Our work to advance accessibility research includes a partnership with Team Gleason on eye-tracking technology that can help people with ALS communicate and control their wheelchairs using their eyes.

We’re also involved in research projects such as Cities Unlocked, which uses Microsoft 3-D soundscape technology to enable people with vision loss to move through urban environments more easily.

Supporting small businesses

One of the most important benefits of cloud computing is that it is making advanced capabilities once only available to large enterprises affordable and accessible to businesses of all sizes.

This is transforming the ability of small and midsized businesses to innovate, increase productivity, and expand into new markets. Because small and midsized businesses play such a vital role in driving economic growth and creating vibrant local communities, Microsoft is focused on ensuring that cloud capabilities are accessible to businesses of every size.

Our work includes skills training in partnership with governments, local communities, education providers, and other businesses to strengthen entrepreneurship and empower young people around the world to gain the knowledge they need to succeed in a cloud-enabled world.
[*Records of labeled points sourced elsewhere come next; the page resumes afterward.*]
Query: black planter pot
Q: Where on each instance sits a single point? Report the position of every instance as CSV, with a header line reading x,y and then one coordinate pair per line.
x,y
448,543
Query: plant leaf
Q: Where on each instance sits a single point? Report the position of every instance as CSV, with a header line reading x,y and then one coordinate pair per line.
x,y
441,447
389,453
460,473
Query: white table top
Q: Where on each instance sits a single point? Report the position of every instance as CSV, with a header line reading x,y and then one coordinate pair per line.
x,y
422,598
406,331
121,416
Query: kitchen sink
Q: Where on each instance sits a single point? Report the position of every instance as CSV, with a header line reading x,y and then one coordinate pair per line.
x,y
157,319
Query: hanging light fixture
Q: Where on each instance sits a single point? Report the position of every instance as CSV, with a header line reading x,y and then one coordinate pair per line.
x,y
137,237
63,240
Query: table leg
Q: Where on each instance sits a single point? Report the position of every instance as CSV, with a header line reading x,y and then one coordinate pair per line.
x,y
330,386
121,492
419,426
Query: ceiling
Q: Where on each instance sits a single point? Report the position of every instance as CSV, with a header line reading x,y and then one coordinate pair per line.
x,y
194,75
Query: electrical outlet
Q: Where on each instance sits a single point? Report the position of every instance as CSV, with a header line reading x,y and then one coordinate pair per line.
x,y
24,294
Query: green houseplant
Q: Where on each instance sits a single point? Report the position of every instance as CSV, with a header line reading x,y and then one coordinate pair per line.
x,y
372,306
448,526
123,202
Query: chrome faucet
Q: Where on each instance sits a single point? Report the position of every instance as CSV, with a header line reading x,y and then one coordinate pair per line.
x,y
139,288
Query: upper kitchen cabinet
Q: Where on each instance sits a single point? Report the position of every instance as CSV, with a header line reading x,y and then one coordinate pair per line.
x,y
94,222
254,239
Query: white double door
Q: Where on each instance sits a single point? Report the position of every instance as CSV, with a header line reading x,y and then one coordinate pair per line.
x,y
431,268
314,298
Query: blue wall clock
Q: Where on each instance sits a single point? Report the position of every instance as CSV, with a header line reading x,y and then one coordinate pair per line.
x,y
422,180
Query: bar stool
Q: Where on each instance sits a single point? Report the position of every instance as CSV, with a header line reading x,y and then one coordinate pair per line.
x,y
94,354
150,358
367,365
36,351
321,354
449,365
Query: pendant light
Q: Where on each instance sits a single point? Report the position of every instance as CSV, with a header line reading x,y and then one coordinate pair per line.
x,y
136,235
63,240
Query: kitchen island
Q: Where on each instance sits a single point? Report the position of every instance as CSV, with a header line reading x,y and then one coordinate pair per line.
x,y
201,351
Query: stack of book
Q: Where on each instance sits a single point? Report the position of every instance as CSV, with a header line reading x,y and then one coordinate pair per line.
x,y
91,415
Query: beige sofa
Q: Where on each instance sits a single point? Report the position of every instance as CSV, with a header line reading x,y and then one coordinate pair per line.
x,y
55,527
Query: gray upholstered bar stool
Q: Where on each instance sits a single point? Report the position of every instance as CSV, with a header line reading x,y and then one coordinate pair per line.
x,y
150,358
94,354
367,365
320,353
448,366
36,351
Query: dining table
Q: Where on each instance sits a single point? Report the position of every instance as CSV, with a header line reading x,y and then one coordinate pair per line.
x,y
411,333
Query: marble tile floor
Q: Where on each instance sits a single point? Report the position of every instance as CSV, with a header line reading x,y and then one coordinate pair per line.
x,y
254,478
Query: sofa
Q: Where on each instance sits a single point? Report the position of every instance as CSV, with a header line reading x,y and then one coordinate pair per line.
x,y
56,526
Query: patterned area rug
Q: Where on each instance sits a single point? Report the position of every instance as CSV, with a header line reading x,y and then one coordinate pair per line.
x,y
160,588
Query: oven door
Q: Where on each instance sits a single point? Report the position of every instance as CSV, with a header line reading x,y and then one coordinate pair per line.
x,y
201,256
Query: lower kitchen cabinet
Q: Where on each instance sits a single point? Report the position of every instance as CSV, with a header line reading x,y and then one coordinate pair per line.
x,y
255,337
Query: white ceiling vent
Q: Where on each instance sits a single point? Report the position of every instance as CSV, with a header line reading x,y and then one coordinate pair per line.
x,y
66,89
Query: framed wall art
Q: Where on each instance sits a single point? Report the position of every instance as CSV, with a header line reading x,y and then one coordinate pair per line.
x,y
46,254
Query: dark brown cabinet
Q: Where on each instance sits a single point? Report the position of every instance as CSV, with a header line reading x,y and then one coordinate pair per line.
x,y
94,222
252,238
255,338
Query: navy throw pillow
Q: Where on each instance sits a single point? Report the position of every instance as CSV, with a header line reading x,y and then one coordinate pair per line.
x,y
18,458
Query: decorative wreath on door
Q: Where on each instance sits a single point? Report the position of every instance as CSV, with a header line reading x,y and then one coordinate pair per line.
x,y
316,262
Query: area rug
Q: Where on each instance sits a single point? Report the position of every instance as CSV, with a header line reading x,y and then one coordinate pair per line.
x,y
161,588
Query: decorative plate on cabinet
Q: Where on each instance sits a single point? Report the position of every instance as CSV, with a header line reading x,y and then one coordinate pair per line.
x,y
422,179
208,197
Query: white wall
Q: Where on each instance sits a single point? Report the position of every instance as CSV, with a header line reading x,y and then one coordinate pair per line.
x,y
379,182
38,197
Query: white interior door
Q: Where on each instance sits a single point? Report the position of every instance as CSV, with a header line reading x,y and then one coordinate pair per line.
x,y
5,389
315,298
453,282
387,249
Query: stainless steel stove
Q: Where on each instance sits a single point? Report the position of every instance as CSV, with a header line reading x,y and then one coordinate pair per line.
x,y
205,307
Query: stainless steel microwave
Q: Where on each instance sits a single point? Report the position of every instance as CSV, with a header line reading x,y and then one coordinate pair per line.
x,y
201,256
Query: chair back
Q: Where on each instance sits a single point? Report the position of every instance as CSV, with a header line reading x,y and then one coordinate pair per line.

We have also established a wide range of programs aimed at providing technology support, funding, and mentoring for entrepreneurs and startups. We now have more than 100 Microsoft Innovation Centers worldwide that serve as hubs to support students and entrepreneurs with expertise and resources and to provide training, startup incubation, and engagement in projects that help companies and governments solve local challenges.

Our Microsoft Accelerators provide the tools, resources, connections, knowledge, and expertise to help later-stage startups mature into enterprise-ready companies by scaling every aspect of their businesses. Microsoft BizSpark helps small, innovative software companies gain valuable experience and expertise in Microsoft technologies with no upfront costs.

In addition to these programs, we are also working to encourage governments to adopt policies that facilitate access to new technologies for businesses of all sizes. We believe that fostering the right conditions for the cloud to fuel the growth of small and midsized businesses will drive competitiveness, innovation, and economic growth and will help create prosperity for all.